Days passed like this: turning in around sunrise, waking a couple of hours before sunset, my only contact with other humans the few words I exchanged with the attendant at the gas station where I continued to buy groceries, although there was an organic market in town, or with the elderly Mexican woman, Rita, whom Michael had recommended, who sold burritos out of her house. (I would drive to her house and buy a burrito soon after I woke, then reheat it for my midday meal at midnight; soon this meal was the only one I reliably took.) With the exception of one other wave on the porch when Creeley came out to smoke, I didn’t see the resident in the reflection of my house across the street, nor did I see anybody else. I had poor cell phone service and largely kept it off, exchanging some e-mails with Alex, none with Alena, and I talked to nobody from home.

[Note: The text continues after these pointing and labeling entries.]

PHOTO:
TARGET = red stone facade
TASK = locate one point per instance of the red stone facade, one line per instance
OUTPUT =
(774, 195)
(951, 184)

Before bed in the hour before sunrise I would walk the perimeter of the town, ranchland spreading out beyond it, hawks or maybe buzzards starting from the trees at the sound of my footfall on gravel. As the sun came up, I could see the white dirigible in the distance, a tethered aerostat surveillance blimp containing some kind of radar, searching for narcotraficantes passing over from northern Mexico, maybe also for immigrants, a strange helium-filled thing on the horizon that began to enter my dreams, as a version of it had long since entered Roberto’s.